The Long Beach Fire Department "has organizational issues and inefficiencies that require improvement," the report states.


So does the Salisbury Fire Department.

Anonymous said...

Every engine with a paid crew has a paramedic on board or intermediate.

Anonymous said...

Anonymous said...
Every engine with a paid crew has a paramedic on board or intermediate.

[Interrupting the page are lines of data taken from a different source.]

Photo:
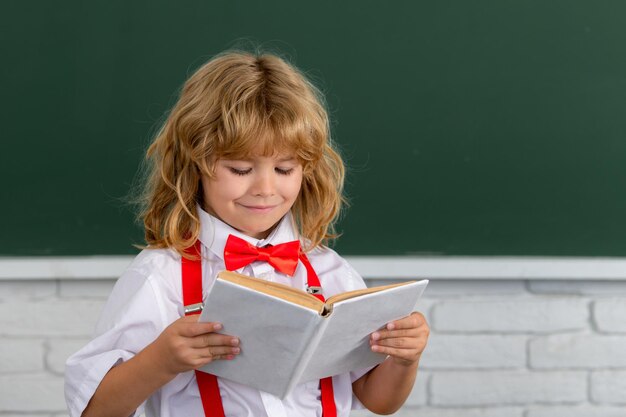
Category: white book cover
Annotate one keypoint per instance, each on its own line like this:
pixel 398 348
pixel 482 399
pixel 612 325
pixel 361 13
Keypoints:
pixel 283 343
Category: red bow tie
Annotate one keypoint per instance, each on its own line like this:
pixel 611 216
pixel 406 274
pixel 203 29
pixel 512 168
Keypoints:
pixel 239 253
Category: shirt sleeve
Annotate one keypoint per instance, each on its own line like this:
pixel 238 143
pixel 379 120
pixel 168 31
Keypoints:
pixel 130 320
pixel 355 281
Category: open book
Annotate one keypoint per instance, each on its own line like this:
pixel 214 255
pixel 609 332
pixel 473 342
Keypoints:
pixel 289 336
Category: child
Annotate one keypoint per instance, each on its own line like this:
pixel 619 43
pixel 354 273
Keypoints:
pixel 245 153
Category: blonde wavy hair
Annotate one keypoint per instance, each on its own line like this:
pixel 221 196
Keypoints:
pixel 236 105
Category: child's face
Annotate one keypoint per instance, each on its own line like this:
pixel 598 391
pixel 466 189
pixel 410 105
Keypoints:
pixel 252 195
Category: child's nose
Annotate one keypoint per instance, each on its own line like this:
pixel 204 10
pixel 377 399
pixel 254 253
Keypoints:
pixel 264 185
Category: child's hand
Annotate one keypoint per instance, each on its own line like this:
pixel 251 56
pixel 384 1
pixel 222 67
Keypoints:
pixel 186 344
pixel 403 340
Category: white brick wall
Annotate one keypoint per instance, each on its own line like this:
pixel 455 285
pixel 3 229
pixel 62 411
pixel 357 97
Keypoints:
pixel 498 348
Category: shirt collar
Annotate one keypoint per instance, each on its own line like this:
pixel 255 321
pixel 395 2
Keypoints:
pixel 214 233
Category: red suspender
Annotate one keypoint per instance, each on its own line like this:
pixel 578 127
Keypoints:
pixel 192 294
pixel 207 383
pixel 326 384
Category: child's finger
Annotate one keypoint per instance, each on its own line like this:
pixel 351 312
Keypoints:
pixel 218 352
pixel 406 355
pixel 193 329
pixel 415 319
pixel 214 339
pixel 390 334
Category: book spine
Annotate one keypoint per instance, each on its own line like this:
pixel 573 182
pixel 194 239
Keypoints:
pixel 308 353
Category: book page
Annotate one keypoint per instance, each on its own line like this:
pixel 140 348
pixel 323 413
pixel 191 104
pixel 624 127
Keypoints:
pixel 274 334
pixel 276 289
pixel 345 344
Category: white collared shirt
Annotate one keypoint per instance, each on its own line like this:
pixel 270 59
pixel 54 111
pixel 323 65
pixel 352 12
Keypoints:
pixel 148 297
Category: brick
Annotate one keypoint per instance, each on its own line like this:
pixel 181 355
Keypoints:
pixel 21 355
pixel 610 315
pixel 578 351
pixel 608 387
pixel 464 288
pixel 507 388
pixel 59 351
pixel 27 415
pixel 458 412
pixel 474 351
pixel 94 288
pixel 27 290
pixel 419 394
pixel 32 393
pixel 594 287
pixel 49 318
pixel 514 316
pixel 577 411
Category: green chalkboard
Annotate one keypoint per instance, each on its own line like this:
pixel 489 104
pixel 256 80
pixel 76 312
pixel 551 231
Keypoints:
pixel 469 127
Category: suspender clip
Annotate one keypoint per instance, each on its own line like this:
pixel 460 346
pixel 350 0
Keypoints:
pixel 194 308
pixel 314 290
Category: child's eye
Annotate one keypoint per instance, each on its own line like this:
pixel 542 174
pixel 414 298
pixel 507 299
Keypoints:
pixel 284 171
pixel 240 171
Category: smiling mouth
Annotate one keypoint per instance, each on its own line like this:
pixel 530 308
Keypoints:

January 21, 2015 at 3:37 PM

What's your point? The article and the experts are saying put the paramedics on the ambulances and cut the firefighters. The volunteers respond just as quick as the paid fire crews. Quit trying to justify paid firemen jobs.

Anonymous said...

Parts of the report oare similar to the Salisbury Fire Department. the glaring part that is not is the fact that the volunteers that the Salisbury Fire Department have OFTEN scratch on calls they are alerted for. Many instances at night and on the weekends finds the "Paid" fire crew downtown having to respond on these calls because of this. All one has to do is listen to the scanner to understand what I'm saying.

Something not often talked about, especially on SbyNews is the fact that residents that pay city taxes that live North of Elizabeth St and East of of Roger St are not getting the same coverage as those city residents that live West and South of theses streets.

Anonymous said...

This is exactly what the fire department in Salisbury needs to happen. Get rid of Hoppes as well.